Students and staff at an East Baltimore school began yesterday to grapple with the death Monday of their principal, Robert Thomas, even as new questions surfaced about his habits and his life.
The Sun learned yesterday that Thomas, the 51-year-old principal at Charles Carroll of Carrollton School, had been evicted from his apartment on North Charles Street and was widely believed to be living at the school.
Police and fire officials said yesterday they are continuing their investigations into a fire that charred Thomas' office Friday.
According to school officials, Thomas signed out of the school at 8 p.m. Friday. At 8:19, a fire alarm sounded and by 8:24 firefighters had discovered the blaze, which ultimately did $25,000 damage to Thomas' office. Fire officials said yesterday they have no reason to believe anyone was in the building at the time of the fire.

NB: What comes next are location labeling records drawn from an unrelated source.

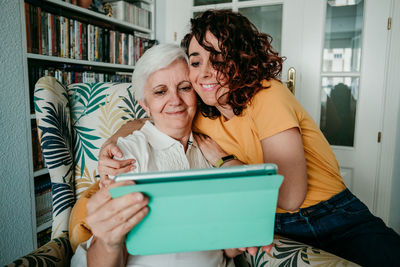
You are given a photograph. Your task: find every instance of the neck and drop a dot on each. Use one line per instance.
(181, 135)
(226, 111)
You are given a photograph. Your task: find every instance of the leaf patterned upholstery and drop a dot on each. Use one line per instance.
(73, 122)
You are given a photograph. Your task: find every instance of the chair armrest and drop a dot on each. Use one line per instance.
(288, 252)
(57, 252)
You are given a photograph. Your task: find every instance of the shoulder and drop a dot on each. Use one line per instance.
(201, 124)
(272, 97)
(135, 145)
(272, 91)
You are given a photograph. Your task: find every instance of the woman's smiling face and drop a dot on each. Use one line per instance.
(202, 74)
(169, 98)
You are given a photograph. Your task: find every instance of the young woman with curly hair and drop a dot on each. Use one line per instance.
(246, 111)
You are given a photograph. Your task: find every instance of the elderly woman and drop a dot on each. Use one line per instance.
(163, 89)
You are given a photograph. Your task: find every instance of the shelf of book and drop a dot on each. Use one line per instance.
(76, 45)
(44, 226)
(79, 62)
(40, 172)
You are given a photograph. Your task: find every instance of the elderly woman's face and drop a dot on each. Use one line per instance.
(169, 98)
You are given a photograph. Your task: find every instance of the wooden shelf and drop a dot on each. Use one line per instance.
(79, 62)
(44, 226)
(99, 16)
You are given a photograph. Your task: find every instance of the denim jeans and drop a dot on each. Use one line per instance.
(343, 226)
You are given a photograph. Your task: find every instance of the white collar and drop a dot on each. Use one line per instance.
(160, 140)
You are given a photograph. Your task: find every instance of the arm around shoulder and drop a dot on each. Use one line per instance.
(286, 150)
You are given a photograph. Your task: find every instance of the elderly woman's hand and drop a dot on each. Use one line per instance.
(111, 219)
(233, 252)
(210, 149)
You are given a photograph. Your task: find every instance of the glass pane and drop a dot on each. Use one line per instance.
(268, 19)
(338, 109)
(343, 32)
(210, 2)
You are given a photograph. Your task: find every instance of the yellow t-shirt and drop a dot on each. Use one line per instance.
(270, 112)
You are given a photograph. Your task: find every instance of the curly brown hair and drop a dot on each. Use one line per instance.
(248, 57)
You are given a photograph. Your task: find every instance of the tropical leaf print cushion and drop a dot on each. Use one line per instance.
(73, 123)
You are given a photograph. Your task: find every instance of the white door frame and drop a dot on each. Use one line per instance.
(388, 169)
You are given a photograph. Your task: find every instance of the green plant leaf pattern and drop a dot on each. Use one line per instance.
(85, 99)
(133, 109)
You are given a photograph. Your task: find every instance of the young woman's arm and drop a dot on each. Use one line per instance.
(110, 220)
(286, 150)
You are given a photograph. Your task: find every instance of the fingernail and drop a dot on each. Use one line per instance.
(139, 197)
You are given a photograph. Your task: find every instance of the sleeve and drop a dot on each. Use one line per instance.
(79, 258)
(79, 231)
(274, 110)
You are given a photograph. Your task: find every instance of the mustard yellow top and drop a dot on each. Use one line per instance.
(270, 112)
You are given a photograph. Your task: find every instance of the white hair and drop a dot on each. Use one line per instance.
(156, 58)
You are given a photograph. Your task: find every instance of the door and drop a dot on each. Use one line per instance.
(335, 50)
(341, 82)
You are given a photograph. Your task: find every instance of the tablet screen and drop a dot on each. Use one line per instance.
(194, 174)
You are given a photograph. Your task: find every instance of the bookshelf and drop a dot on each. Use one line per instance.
(76, 44)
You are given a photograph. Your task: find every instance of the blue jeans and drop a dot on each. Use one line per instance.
(343, 226)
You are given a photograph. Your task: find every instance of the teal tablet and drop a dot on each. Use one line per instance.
(205, 209)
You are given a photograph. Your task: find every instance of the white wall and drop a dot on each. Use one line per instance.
(16, 224)
(394, 83)
(173, 16)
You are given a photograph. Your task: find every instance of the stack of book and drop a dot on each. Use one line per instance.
(43, 237)
(37, 156)
(43, 199)
(135, 12)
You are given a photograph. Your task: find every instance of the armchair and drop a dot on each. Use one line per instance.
(73, 123)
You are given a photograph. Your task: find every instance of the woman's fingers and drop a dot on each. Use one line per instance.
(115, 163)
(118, 217)
(103, 196)
(252, 250)
(124, 228)
(268, 248)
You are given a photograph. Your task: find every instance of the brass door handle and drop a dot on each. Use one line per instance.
(291, 82)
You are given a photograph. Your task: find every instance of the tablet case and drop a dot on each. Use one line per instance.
(205, 214)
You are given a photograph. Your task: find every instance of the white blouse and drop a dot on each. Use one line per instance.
(156, 151)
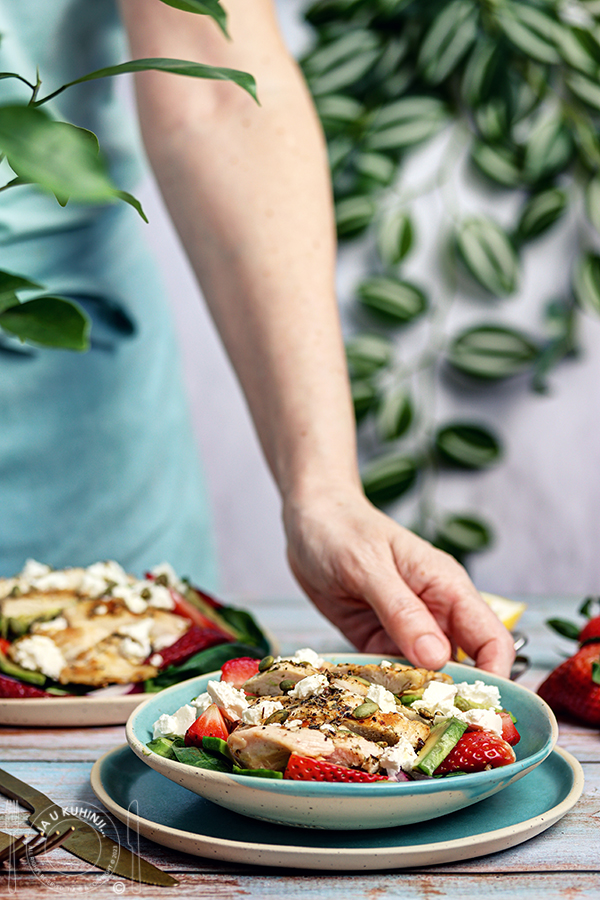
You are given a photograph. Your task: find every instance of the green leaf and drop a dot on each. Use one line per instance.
(460, 535)
(54, 155)
(406, 122)
(585, 89)
(394, 416)
(530, 30)
(592, 201)
(364, 397)
(368, 354)
(564, 628)
(540, 212)
(49, 321)
(492, 352)
(497, 163)
(395, 237)
(388, 477)
(489, 255)
(467, 445)
(10, 284)
(586, 283)
(210, 8)
(447, 41)
(353, 215)
(548, 150)
(195, 756)
(159, 64)
(398, 301)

School officials acknowledged yesterday that Thomas had been placed on administrative leave as a result of the circumstances surrounding the fire.
"As a routine measure, while the situation with the fire was being investigated, we thought it appropriate to place him on administrative leave," said Gary Thrift, Thomas' supervisor.
It was moments after Thomas learned of the decision to place him on leave that Thomas was struck and killed by a 1994 fTC Oldsmobile while walking against traffic on Orleans Street.
"He was not noticeably upset," Thrift said when asked about Thomas' demeanor when he left the school early Monday morning. "He was calm and collected."
"Dr. Thomas has left us with a lot of unanswered questions," Thrift continued. "Perhaps it is best if they remain unanswered."
Inside the school yesterday morning as children arrived, many stopped to ask faculty where Thomas was or if it was true he was dead. School staff had set out doughnuts and prepared a morning lesson plan on grief and loss to help the children deal with Thomas' death.
Teachers were given a script to read to their classes about the incident.
"Boys and girls, by now many of you may have already learned about the loss of one of our family members, our principal Dr. Robert G. Thomas," the script began. It went on to talk about the pain pupils might feel from his loss, but encouraged them to remember the good things they knew about Thomas. After reading the script, teachers told their pupils about appropriate ways to react to grief, including crying, praying, talking to friends and writing out their feelings. They also identified resources for the children -- other teachers and supportive adults -- who could help them deal with their loss.
Thrift, who supervised Thomas for 3 1/2 years in city schools, described him yesterday as a sharp administrator who had served the city well in a number of different schools. He was also an accomplished musician, Thrift said.
On a recent trip to Texas to learn more about the curriculum being used at Charles Carroll of Carrollton, Thrift says Thomas spotted an antique organ in someone's office.
"While we were there, Dr. Thomas, in a very spontaneous gesture, got up and hit it," Thrift said. "It was like Sunday gone to meeting. We all delighted in it."
Thrift said Thomas, who had a master's degree in music as well as a master's and doctorate in education, began his Baltimore career as an assistant principal at Northwestern High. He later served as assistant principal at Dunbar High, Ben Franklin Middle and Maree Garnett Faring Elementary.
"After that, we felt he was ready for this opportunity," Thrift said. Thomas was appointed principal at Charles Carroll of Carrollton in August.
Cynthia Brown, who has children in the school, said Thomas was a good principal and a "wonderful person."
"He helped children," she said. Brown said he helped her sixth-grade son get a transfer to another school.
Brown also said, though, that it was common knowledge among pupils and parents that Thomas was living in the school.
"I feel as though, 'Why did they let this go on so far?' " she asked.
On Monday, she passed by the accident scene after Thomas had been hit and killed.
"I saw the accident. It just took my heart," she said.